The pre-proposal is due on Friday and the full proposal is due on March 25. About a week later, CPS intends on awarding the contract.
The district also sent out an e-mail to providers asking them to take a survey detailing the services they could offer to welcoming schools. Among the activities suggested for current and incoming students at the welcoming school are field trips, school improvement projects and team-building workshops. The survey also asks whether the provider can offer these services for free, as part of its current offerings, or would need additional funding.
The survey must be returned by Friday.
These two requests underscore the difficulty of the timeline that Mayor Rahm Emanuel and CPS leaders chose for this process. Much of the specific planning around the closing and welcoming schools is set to happen in April and May, before the Board of Education officially votes on which schools to close.
State law dictates that 60 days must lapse between the announcement of the recommendations and the board vote. Also, between the recommendation announcement and the board vote, public hearings are to take place where people can supposedly still try to keep their school open.
CEO Barbara Byrd-Bennett has not announced what schools she plans to close yet, which means a vote can’t take place til at least mid-May. Spokeswoman Becky Carroll has said that the recommendations are not a done deal. “These are merely recommendations by the CEO,” she said
But, even within the Request for Proposals for the logistics management team, there seems to be some confusion. The proposal says the “final list of school closings published on March 31, 2013.”
“Immediately upon award (April 3),” the logistics company is to start doing an inventory of closing schools and welcoming schools so that orders for textbooks and furniture can take place this spring, according to the RFP.
According to the RFP, locks will be changed at the closing schools by June 28, two days after the official end of school.
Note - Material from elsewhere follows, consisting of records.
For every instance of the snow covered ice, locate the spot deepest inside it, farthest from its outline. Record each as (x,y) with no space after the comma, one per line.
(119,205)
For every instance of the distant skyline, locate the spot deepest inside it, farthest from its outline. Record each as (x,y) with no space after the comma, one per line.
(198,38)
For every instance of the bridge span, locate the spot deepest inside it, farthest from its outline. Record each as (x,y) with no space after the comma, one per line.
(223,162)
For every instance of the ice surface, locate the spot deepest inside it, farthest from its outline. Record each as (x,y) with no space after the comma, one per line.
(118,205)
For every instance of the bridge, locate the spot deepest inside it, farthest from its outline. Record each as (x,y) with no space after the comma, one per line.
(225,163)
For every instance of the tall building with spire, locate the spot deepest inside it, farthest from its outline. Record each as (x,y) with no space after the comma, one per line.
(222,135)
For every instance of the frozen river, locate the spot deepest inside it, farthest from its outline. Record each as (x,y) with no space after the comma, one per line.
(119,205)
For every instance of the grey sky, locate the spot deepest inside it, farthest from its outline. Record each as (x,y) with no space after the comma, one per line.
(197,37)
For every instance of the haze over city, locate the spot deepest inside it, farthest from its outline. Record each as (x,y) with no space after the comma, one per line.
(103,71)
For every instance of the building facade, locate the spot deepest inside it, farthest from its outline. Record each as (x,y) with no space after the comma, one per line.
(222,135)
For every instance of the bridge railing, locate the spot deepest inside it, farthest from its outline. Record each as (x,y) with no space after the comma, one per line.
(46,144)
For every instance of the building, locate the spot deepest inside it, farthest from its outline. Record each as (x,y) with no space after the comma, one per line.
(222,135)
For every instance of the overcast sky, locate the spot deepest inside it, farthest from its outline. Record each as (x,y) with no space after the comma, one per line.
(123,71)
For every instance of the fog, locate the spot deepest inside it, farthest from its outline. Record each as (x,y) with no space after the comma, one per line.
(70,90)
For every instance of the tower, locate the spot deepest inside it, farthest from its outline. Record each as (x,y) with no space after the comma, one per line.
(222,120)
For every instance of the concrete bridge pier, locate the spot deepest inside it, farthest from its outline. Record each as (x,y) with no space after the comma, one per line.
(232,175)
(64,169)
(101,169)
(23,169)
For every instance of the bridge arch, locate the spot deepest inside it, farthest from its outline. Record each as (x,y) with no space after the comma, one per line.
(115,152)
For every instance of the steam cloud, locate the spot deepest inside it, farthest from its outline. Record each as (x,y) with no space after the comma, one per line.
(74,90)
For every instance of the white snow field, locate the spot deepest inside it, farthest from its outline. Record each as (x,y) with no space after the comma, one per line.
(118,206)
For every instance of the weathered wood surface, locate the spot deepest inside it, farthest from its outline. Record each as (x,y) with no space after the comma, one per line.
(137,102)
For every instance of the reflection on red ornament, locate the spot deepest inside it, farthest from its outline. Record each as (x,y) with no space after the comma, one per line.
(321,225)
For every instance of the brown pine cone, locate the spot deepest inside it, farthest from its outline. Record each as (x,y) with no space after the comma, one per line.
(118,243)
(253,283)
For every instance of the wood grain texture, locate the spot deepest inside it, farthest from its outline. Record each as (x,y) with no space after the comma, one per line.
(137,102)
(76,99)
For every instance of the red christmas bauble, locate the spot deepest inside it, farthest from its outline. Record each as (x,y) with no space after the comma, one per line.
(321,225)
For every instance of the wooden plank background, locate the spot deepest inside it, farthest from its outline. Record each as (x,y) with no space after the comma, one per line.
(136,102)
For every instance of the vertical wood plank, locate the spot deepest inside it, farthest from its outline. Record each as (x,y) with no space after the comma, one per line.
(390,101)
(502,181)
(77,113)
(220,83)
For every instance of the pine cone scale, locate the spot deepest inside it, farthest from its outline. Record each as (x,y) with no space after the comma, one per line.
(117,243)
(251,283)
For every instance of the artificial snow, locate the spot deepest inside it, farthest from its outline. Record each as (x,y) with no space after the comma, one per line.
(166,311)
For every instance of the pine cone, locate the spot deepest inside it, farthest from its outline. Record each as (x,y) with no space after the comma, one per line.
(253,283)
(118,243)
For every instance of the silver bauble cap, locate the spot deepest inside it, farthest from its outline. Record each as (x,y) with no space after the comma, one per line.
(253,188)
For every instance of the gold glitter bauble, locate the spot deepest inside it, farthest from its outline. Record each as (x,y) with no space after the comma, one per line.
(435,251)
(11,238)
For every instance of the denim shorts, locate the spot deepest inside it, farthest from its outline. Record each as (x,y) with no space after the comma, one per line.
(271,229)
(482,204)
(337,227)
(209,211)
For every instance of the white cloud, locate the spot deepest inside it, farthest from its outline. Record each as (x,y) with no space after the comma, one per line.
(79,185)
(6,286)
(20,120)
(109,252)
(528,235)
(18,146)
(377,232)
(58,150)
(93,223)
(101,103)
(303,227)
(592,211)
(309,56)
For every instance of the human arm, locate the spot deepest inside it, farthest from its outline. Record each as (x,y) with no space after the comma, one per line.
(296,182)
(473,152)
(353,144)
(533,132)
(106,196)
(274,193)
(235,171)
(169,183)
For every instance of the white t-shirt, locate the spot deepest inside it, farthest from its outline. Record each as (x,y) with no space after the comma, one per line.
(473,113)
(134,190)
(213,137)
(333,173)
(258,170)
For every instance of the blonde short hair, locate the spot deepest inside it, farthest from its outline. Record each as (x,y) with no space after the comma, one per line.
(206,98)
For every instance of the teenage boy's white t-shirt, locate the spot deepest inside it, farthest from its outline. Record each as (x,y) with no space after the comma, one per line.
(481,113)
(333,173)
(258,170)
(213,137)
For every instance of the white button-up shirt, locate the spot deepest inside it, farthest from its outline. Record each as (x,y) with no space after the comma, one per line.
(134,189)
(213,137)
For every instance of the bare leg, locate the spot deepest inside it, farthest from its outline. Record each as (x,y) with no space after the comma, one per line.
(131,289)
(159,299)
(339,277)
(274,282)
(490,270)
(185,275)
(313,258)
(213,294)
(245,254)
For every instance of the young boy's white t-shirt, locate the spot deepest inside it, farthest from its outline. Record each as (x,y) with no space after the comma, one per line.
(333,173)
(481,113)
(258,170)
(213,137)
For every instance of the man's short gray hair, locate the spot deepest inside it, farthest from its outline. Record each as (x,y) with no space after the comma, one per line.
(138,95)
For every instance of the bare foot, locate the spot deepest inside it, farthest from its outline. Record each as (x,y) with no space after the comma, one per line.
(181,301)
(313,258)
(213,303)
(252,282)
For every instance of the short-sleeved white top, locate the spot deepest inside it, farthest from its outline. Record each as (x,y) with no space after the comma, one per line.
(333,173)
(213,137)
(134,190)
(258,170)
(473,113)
Staff from each closing school, including the counselor, clerk, custodian and engineers, will stay on through the closure and welcoming activities.
The logistics coordinator will hire movers and packers and warehousing. One logistical nightmare: Any material bought with a grant needs to follow the students, teachers and principals participating in or responsible for the grant and shouldn’t be mixed in with other material.
These requests also confirm that closing schools will end up being an expensive process as desks, books and computers must be moved, buildings must be shuttered and services must be provided to try to create a smooth transition. In addition, Byrd-Bennett has hired ex-Marine Tom Tyrrell to help with logistics. How much Tyrell is being paid is unclear, as his hire was not approved by the Board of Education, nor is he listed as a vendor.
CPS received a $478,000 grant from the Walton Foundation to facilitate the school closing process.